Deux associés, donc 50/50 ?
Quand on parle d'association entre professionnels de santé, une règle implicite s'impose presque toujours : « si nous sommes deux, nous devons être à 50/50 ». Sur le papier, c'est logique. Dans la réalité, cette approche enlise de nombreux projets — car deux associés n'ont jamais exactement le même patrimoine, la même situation familiale, la même tolérance au risque, ni les mêmes objectifs à long terme.
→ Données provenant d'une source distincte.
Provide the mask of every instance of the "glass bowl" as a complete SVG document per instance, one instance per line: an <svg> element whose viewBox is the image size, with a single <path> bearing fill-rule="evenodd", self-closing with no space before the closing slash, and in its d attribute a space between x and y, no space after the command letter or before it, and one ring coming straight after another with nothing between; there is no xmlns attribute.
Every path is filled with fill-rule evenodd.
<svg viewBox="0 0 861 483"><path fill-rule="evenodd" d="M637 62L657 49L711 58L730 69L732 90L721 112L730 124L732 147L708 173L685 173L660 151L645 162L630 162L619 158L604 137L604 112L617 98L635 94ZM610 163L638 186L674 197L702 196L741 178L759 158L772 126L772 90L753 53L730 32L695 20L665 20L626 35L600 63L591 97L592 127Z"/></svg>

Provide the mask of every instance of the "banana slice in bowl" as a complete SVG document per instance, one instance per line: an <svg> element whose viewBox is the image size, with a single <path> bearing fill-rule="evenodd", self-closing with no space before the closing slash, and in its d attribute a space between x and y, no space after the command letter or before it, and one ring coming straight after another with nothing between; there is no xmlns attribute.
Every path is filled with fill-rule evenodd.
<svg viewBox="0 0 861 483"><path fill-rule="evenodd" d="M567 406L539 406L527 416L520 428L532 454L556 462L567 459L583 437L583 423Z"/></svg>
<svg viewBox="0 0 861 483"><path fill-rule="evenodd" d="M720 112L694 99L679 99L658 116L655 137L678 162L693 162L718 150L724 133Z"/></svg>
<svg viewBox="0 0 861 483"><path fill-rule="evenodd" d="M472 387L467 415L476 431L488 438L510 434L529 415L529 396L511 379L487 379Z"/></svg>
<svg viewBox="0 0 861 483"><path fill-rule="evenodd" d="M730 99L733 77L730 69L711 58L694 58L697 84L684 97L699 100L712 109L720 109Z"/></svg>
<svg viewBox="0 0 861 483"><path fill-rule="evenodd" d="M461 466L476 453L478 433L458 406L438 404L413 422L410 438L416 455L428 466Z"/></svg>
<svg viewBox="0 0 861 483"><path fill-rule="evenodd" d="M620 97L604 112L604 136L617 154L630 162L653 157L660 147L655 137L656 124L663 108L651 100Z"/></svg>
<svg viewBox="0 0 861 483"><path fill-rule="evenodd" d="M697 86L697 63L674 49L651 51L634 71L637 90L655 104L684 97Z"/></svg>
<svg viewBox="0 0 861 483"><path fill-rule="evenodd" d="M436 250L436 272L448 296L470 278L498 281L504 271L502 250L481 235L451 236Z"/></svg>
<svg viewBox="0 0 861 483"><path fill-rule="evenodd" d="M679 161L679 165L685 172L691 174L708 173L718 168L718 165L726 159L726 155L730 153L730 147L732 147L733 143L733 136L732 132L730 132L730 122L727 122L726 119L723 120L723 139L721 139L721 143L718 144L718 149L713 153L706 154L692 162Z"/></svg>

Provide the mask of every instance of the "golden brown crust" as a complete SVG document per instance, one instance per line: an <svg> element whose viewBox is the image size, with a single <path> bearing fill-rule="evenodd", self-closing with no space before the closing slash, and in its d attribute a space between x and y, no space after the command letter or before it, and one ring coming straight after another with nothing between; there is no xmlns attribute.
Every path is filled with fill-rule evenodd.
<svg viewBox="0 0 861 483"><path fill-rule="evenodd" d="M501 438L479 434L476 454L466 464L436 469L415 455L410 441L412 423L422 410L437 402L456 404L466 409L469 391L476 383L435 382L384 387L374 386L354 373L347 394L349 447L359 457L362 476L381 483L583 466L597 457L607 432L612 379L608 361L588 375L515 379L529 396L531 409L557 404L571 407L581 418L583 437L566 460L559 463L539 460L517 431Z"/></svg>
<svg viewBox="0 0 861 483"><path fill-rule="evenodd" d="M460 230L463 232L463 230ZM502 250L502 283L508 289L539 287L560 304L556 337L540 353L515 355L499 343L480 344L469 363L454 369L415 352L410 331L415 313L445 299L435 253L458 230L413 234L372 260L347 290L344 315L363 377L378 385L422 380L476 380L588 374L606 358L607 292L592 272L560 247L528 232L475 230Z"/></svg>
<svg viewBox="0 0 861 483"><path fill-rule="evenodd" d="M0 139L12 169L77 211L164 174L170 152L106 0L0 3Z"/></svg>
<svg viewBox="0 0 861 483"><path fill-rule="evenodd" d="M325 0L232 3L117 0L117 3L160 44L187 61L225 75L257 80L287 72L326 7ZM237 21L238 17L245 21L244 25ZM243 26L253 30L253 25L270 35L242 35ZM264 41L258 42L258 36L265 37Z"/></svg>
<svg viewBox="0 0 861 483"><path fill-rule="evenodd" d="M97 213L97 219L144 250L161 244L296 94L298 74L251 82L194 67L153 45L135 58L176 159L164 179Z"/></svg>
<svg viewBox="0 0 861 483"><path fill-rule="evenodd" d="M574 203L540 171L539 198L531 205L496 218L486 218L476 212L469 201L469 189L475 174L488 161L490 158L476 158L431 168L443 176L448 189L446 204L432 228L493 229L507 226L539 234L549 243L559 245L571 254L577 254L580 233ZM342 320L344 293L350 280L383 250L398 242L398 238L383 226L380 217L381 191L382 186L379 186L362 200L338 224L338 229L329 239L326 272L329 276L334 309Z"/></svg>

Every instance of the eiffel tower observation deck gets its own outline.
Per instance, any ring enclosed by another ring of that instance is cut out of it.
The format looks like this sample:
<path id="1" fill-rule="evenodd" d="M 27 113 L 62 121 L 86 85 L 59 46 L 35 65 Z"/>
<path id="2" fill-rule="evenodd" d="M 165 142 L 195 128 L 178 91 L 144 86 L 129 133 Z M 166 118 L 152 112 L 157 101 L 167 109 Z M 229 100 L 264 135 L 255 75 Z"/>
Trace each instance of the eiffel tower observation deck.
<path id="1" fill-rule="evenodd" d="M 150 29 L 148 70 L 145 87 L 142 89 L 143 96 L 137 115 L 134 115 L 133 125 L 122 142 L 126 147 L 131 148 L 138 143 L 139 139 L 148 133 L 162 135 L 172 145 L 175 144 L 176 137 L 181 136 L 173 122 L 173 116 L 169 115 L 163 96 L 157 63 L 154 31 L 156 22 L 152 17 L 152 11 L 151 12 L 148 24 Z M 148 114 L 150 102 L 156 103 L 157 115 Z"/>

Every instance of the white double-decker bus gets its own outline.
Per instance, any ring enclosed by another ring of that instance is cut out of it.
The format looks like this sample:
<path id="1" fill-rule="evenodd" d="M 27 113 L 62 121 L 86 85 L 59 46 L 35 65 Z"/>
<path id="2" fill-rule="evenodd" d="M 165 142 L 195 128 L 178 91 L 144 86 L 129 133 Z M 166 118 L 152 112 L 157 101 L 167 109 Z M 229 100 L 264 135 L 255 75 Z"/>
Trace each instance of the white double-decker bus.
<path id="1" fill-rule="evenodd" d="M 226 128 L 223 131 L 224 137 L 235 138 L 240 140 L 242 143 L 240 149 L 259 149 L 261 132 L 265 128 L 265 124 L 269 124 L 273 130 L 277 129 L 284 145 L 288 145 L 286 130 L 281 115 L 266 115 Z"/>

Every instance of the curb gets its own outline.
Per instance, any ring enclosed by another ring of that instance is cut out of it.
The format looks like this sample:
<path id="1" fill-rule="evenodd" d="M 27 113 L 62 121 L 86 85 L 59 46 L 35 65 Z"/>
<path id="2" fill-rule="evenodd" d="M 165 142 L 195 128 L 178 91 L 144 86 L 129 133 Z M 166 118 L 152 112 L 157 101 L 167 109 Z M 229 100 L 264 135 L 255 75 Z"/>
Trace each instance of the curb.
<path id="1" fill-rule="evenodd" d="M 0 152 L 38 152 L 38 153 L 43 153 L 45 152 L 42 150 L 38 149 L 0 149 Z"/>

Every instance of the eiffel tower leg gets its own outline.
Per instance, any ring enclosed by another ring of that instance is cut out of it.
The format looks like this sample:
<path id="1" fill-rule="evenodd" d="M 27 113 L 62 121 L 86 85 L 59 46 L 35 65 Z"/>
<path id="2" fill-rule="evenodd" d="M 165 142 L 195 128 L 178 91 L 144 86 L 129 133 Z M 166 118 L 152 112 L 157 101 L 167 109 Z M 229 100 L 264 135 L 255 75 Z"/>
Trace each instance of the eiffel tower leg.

C'est exactement ce qui a failli arriver à ces deux chirurgiens urologues de l'ouest parisien, sur un projet de 1,5 million d'euros à proximité immédiate du Trocadéro.
Le contexte du projet
| Paramètre | Détail |
|---|---|
| Surface | 116 m² |
| Localisation | Paris 16e, Trocadéro |
| Configuration | 3 cabinets de consultation, dont 1 loué |
| Prix d'acquisition | 1 250 000 € |
| Coût global du projet | environ 1 500 000 € |
| Apport | 0 € |
| Durée du financement | 20 ans |
Les deux praticiens exerçaient dans des cliniques réputées de l'ouest parisien. Activité développée, réputation établie, chiffre d'affaires solide — mais des loyers élevés, des locaux qui ne correspondaient plus à leur image, et surtout aucune capitalisation immobilière. Sur le plan bancaire, le dossier ne posait aucune difficulté. Le vrai sujet était ailleurs.
Le blocage : deux visions du risque
Au départ, les associés envisageaient un classique 50/50. Mais au fil des discussions, un problème est apparu : l'un des deux n'était pas à l'aise avec ce niveau d'engagement. Pas par manque de confiance dans le projet ni dans son associé — simplement parce qu'il n'avait pas la même appétence au risque.
C'est un phénomène très fréquent : entre la décision d'acheter et la signature, le projet devient concret. Les montants apparaissent, les cautions personnelles arrivent sur la table — et certains praticiens réalisent que le risque qu'ils étaient prêts à accepter n'est pas celui qu'ils imaginaient. L'un pousse, l'autre freine, chacun pense être raisonnable : le projet s'enlise.
La stratégie : abandonner le dogme du 50/50
Étape 1 — Poser la bonne question
Plutôt que d'arbitrer entre « avancer » et « freiner », nous avons reformulé le sujet : pourquoi vouloir absolument être à 50/50 ? Les revenus étaient différents, les patrimoines différents, la perception du risque différente. Rien n'imposait une structure parfaitement égalitaire.
Étape 2 — Repartir de la réalité du local
Le local permettait de créer trois cabinets de consultation quasi identiques : un par praticien, le troisième loué à un autre professionnel de santé. Cette lecture ouvrait une autre logique : et si l'associé prêt à assumer davantage de risque était compensé par une participation plus importante dans la SCI ?
Étape 3 — La répartition 65/35
La solution retenue : 65 % pour le praticien le plus offensif, 35 % pour le plus prudent. Chacun y trouvait exactement ce qu'il cherchait — un niveau d'engagement compatible avec sa situation personnelle pour l'un, la possibilité de développer le projet selon sa vision pour l'autre. Et surtout : le projet avançait de nouveau.
Étape 4 — Valider le montage côté banque
La question revient systématiquement : la banque accepte-t-elle une répartition asymétrique ? La réponse est oui — à condition que les revenus soient cohérents avec le niveau d'engagement de chacun. Ici, le praticien majoritaire disposait largement de la capacité financière nécessaire. Loin de poser difficulté, la répartition traduisait une réflexion mature sur le risque porté par chacun.
Le résultat
| Paramètre | Résultat obtenu |
|---|---|
| Coût global financé | environ 1 500 000 € |
| Apport mobilisé | 0 € |
| Répartition SCI | 65 % / 35 % |
| Configuration finale | 3 cabinets, dont 1 loué |
Dans ce dossier, le financement n'a jamais été le véritable obstacle. Le sujet était humain : faire coexister deux visions différentes du risque dans un même projet immobilier. La réponse n'était pas bancaire, elle était structurelle — et une fois cette question résolue, tout le reste est devenu simple. Les deux chirurgiens exercent aujourd'hui dans un cabinet à leur image, et capitalisent au lieu de payer des loyers de clinique.